Tu as sûrement déjà entendu parler de Copilot ou de ChatGPT utilisés pour coder plus vite. Derrière ces outils, une question revient souvent chez les étudiants en BTS SIO : est-ce que les premières missions en entreprise vont disparaître ? Le sujet n’est pas si simple. Sur le terrain, les usages évoluent, mais certaines bases restent étonnamment solides.
Des tâches automatisées, mais pas supprimées
Quand tu arrives en entreprise pour la première fois, on te confie rarement des projets critiques. Tu passes par des phases concrètes : corriger un bug, écrire une fonction simple, documenter un module. Aujourd’hui, ces tâches sont en partie prises en charge par des outils d’IA. GitHub Copilot, par exemple, est capable de générer du code en quelques secondes. Sur des langages comme Python ou JavaScript, il propose même des blocs complets, prêts à être testés. Résultat : certaines missions historiquement attribuées aux profils juniors sont exécutées plus rapidement, parfois sans intervention humaine directe.
Mais dans les faits, les entreprises ne suppriment pas ces postes. Elles déplacent les attentes. Là où avant on attendait que tu produises du code, on attend maintenant que tu comprennes ce que tu produis.
Comprendre avant de produire : le vrai changement
Ce qui ressort des retours terrain, c’est un basculement assez net. Le développeur junior n’est plus uniquement un exécutant. Il devient un filtre. Tu dois être capable de lire une proposition générée par une IA, de détecter une incohérence, un problème de sécurité ou une mauvaise logique métier. Et ça, aucune IA ne le fait correctement sans supervision.
C’est là que des compétences liées à la programmation informatique reprennent tout leur sens. Les bases ne sont pas contournées, elles deviennent encore plus importantes. Si tu ne comprends pas ce que fait ton code, tu deviens dépendant de l’outil. Et cette dépendance est rapidement visible en entreprise.
Le piège du “copier-coller intelligent”
Un développeur expérimenté le repère vite. Le code fonctionne, mais il est mal structuré. Les variables sont mal nommées, la logique est confuse. Typiquement, c’est du code généré puis intégré sans réflexion.
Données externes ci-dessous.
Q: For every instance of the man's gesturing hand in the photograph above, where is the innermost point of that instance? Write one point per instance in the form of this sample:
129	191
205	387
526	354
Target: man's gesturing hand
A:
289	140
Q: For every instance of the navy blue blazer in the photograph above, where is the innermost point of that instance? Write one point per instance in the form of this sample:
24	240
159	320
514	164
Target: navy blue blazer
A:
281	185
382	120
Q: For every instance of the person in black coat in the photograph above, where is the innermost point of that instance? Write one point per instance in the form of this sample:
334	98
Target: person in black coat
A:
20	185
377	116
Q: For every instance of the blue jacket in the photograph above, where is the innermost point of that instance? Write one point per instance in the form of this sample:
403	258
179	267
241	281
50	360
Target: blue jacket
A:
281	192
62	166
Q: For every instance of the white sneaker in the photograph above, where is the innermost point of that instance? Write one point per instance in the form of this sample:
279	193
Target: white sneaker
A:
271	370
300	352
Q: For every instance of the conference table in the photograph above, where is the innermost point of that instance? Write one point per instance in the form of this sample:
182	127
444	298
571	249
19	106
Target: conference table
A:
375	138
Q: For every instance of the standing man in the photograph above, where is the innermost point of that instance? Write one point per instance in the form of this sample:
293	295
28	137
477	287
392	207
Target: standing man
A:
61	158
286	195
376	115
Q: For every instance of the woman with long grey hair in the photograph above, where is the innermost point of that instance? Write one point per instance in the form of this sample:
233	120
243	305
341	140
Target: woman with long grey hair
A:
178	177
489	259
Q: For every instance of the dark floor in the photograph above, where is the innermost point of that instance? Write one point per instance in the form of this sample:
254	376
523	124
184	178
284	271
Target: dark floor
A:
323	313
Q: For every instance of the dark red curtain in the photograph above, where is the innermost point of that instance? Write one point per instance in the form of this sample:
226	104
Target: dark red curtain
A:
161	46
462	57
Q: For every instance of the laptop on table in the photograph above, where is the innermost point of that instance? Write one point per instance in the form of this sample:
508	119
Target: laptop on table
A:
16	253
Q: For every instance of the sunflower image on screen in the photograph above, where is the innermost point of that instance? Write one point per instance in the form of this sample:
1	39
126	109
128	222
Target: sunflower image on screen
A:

C’est souvent là que les étudiants se font surprendre lors de leurs premières expériences professionnelles. L’outil donne une illusion de niveau. Mais dès qu’il faut adapter, expliquer ou maintenir, les limites apparaissent.
Des compétences qui restent non négociables
Ce que les entreprises continuent de chercher, ce ne sont pas des machines à coder. Ce sont des profils capables de comprendre un besoin, de traduire une problématique et de dialoguer avec des équipes.
La gestion de projet informatique prend une place plus importante qu’avant. Même en début de parcours, on attend que tu comprennes les enjeux d’un projet, les délais, les contraintes techniques. Tu n’es plus isolé derrière ton écran.
Autre point souvent sous-estimé : la communication. Expliquer un bug, reformuler une demande client, documenter un développement… ce sont des tâches que l’IA ne remplace pas. Et pourtant, elles occupent une grande partie du quotidien.
Enfin, la cybersécurité devient un passage obligé. Les outils génératifs produisent du code, mais pas forcément sécurisé. Les failles classiques sont toujours présentes, parfois amplifiées. Savoir les identifier fait clairement la différence.
S’adapter plutôt que résister
Refuser l’IA aujourd’hui, c’est se mettre en difficulté. Les entreprises l’utilisent déjà, parfois sans même le formaliser. À l’inverse, s’y reposer entièrement pose un autre problème : tu n’apprends plus vraiment. Le bon équilibre se construit avec l’expérience. Utiliser un outil pour gagner du temps, puis prendre le temps de comprendre ce qu’il propose. C’est exactement cette logique qui ressort chez les étudiants en BTS SIO qui arrivent à tirer leur épingle du jeu.
Ce qu’on observe, c’est que ceux qui progressent vite ne sont pas forcément les plus rapides à coder. Ce sont ceux qui posent des questions, qui testent, qui cassent aussi ce qu’ils ont construit pour comprendre pourquoi ça ne marche pas.
Un point de bascule, pas une disparition
Dire que l’IA va remplacer les développeurs juniors est réducteur. Elle change le point d’entrée dans le métier, c’est certain. Elle réduit certaines tâches, mais elle en crée d’autres, plus liées à l’analyse et à la compréhension.
Si tu t’orientes vers un BTS SIO à IPAC Annecy, tu ne vas pas apprendre à concurrencer une IA. Tu vas apprendre à travailler avec elle, tout en gardant un regard critique.
Et dans les faits, c’est souvent ce regard qui fait la différence dès les premières semaines en entreprise.